INSTRUCTIONAL DESIGN TOOLKIT 


Adobe Bridge as tool to catalog metadata of digital assets


Universiry of Maryland

By Carmel Tse/November, 2019
University of Maryland LDT 100/300 Project



Adobe Bridge IPTC metadata
Background

In building learning materials, we often incorporate materials obtained through Open Education Resources, including infographics, photos and other images. Many OERs are under Creative Commons licenses and can be used if copyright is acknowledged and credit given. Most instructional designers use a media assets checklist to keep track of the information.

IPTC metadata

IPTC is the Global Standards Body of the News Media. IPTC has more than 30 data structures for copyright markups, and as instructional designers we only need mostly four essential copyright data plus the description  in addition to the filenames, file and image sizes which are automatically attached.

  • Copyright. This is the attribute that identifies the rightful owner of the materials along with the effective date. e.g. Copyright © 2019, Carmel C. Tse
  • Copyright status. This structure can be complicated and IPTC has left it open, but Adobe is limiting the choice in its apps to Unknown | Copyrighted | Public Domain.
  • Rights Usage Terms: IPTC describes: “This field is for free-text instructions on how the image may be legally used. e.g. ‘Permission is required from (Supplier or Creator) to publish this image’ or ‘Licensed to (Customer) for use in (publication) until (date)’.”
  • Copyright Info URL: This explains details of encoded rights expressions referenced by a link. For example: It can refer to Creative Common’s licensing terms.
  • Description. This is the metadata which is often used as "alt" tag to describe a photo in an HTML file.

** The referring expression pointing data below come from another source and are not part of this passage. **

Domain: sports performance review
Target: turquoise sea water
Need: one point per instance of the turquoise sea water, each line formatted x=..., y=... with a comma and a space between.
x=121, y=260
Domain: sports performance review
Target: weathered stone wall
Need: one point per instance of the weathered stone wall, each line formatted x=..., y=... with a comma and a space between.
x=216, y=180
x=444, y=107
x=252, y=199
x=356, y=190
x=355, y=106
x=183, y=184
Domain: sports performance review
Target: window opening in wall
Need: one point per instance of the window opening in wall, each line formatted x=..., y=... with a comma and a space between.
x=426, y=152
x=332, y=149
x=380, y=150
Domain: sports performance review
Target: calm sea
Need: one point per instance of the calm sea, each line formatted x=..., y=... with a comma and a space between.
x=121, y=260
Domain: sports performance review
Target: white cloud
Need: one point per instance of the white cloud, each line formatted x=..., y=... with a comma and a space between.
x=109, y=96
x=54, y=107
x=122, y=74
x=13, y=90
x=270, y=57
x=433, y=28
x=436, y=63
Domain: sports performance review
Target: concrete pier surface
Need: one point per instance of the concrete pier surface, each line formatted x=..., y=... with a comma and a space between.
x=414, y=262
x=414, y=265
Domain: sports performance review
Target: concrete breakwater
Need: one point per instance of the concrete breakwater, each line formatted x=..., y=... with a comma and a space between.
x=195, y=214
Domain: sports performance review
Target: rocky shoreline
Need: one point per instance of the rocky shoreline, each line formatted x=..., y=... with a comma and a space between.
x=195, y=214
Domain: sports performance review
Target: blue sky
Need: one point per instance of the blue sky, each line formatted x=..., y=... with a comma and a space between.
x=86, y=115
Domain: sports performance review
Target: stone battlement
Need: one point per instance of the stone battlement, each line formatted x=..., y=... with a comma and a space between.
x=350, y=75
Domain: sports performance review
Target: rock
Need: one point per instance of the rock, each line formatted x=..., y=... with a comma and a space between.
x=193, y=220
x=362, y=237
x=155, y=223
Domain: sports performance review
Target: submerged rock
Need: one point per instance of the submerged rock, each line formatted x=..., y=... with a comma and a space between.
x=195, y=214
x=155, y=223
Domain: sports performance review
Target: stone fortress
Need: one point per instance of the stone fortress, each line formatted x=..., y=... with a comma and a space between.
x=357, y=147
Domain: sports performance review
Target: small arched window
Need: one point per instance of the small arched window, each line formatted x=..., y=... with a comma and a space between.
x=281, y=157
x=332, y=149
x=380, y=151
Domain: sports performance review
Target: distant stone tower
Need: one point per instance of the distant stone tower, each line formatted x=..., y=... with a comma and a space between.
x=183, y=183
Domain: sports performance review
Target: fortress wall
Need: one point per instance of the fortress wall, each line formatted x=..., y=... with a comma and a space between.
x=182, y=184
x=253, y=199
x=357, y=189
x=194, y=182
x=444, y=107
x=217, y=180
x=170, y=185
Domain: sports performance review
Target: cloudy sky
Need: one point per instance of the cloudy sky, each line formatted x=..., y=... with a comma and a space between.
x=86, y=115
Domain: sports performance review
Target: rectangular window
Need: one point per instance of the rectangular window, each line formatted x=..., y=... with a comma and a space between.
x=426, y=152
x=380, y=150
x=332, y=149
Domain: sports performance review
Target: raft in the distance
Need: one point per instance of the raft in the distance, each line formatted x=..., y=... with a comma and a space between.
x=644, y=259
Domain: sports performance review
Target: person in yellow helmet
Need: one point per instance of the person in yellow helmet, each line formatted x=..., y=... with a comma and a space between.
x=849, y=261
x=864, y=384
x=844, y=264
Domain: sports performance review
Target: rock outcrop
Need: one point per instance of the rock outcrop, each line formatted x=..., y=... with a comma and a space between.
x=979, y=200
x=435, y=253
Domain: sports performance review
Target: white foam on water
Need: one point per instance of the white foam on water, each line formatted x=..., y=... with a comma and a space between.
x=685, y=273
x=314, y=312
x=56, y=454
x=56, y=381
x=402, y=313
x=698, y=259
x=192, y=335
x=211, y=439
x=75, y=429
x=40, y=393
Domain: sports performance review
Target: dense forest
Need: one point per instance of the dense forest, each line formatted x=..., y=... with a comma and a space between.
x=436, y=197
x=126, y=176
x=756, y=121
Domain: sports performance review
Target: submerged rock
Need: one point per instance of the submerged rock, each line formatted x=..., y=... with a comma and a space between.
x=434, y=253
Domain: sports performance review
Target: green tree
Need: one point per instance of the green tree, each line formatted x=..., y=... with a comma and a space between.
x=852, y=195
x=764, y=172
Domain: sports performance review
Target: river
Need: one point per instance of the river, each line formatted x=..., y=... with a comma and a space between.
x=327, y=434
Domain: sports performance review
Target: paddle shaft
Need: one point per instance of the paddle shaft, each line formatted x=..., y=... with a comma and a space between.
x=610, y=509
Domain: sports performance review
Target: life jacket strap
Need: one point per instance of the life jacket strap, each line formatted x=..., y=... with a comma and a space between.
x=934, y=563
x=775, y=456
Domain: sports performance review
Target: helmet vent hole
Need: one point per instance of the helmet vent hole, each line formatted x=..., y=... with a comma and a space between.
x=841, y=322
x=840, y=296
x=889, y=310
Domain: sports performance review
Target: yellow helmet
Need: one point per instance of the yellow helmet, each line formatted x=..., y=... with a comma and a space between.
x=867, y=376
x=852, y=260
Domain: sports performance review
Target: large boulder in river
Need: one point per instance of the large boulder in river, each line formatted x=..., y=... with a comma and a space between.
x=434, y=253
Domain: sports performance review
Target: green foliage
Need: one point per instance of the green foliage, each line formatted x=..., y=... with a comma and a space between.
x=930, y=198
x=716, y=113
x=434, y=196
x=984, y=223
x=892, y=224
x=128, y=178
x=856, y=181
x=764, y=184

  • The best way to attach the information is to tagged them as metadata. i.e. attaching the information right inside the graphics.

    Free tool to edit IPTC metadata

    There are many free and paid tools that allow access to the metadata. I use Adobe Bridge, a cross-platform freeware of the Adobe Creative Cloud (CC) suite.

    Pros

    Bridge stands out amongst the choices as it has a very easy to use Graphical User Interface and the metadata uses are common among all asset files used by other applications in CC.

    Cons

    While Bridge is a great tool to tag each asset, it does not have an interface to list all the assets in a directory.

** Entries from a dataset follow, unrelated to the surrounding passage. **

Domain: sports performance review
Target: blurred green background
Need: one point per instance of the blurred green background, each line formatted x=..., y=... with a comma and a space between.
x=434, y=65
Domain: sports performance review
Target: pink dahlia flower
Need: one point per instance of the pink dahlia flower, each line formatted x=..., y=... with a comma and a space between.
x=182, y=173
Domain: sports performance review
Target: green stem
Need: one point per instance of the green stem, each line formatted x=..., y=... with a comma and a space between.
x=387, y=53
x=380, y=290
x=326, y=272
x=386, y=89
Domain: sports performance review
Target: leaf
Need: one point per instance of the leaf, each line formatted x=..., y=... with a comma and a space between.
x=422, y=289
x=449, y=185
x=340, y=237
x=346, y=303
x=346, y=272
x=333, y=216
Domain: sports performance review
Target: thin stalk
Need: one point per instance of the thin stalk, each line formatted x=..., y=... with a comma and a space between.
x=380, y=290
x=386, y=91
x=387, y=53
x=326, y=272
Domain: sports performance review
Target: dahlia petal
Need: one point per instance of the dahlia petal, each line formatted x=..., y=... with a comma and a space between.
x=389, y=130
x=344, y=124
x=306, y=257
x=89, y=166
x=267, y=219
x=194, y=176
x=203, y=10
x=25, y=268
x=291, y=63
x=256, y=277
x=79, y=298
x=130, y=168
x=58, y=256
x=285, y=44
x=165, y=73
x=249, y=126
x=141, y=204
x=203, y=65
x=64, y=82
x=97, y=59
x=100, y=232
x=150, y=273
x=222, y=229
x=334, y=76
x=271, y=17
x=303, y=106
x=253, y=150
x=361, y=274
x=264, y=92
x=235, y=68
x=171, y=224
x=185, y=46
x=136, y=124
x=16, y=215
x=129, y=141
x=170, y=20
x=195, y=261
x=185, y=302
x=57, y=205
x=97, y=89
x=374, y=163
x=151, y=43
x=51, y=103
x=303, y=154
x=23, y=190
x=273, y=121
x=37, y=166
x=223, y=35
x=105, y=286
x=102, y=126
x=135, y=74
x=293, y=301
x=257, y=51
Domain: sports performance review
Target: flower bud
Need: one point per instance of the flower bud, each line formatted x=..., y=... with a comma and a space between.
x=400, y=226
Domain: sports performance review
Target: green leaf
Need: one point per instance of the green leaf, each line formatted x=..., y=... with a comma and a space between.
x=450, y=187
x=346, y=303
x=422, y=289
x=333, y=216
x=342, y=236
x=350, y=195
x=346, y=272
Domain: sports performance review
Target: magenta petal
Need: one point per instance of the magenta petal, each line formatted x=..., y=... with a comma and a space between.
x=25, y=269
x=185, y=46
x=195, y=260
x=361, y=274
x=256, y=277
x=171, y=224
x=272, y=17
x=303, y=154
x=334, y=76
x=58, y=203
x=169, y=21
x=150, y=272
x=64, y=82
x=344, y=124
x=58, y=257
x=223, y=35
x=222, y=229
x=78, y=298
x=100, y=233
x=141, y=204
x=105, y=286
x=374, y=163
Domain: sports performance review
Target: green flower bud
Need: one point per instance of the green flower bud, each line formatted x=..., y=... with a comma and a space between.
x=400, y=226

    Exiftool to list metadata
    The ah-ha moment

    By Carmel Tse/November, 2019
    University of Maryland LDT 100/300 Project

    While Bridge is a great tool to tag each asset, it does not have an interface to list all the assets in a directory.

    To compensate for this, I have written a Unix tool using Exiftool by Phil Harvey of Queen's University in Kingston, Ontario. ExifTool is a platform-independent Perl library plus a command-line application for reading, writing and editing meta information in a wide variety of files.

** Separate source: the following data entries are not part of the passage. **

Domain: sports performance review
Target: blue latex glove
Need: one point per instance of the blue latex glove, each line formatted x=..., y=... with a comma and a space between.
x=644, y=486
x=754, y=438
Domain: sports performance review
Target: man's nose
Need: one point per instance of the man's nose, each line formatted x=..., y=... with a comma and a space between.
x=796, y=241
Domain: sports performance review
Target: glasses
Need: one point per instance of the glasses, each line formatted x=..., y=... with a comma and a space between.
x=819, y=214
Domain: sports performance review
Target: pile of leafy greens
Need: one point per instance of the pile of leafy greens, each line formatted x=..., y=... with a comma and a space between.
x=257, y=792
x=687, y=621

    1. Download the Exiftool and follow the installation. The Unix code I used to do the extracting was:

    exiftool -r -common -rights -marked -usageterms -webstatement /dir > exiftool_out.txt

    2. Replace /dir with full path of image repository.

    3. The output is an Exiftool_out.txt file. Seeing all my assets and their metadata in a project listed in a spreadsheet the first time after one command really gave me the "ah-ha" moment.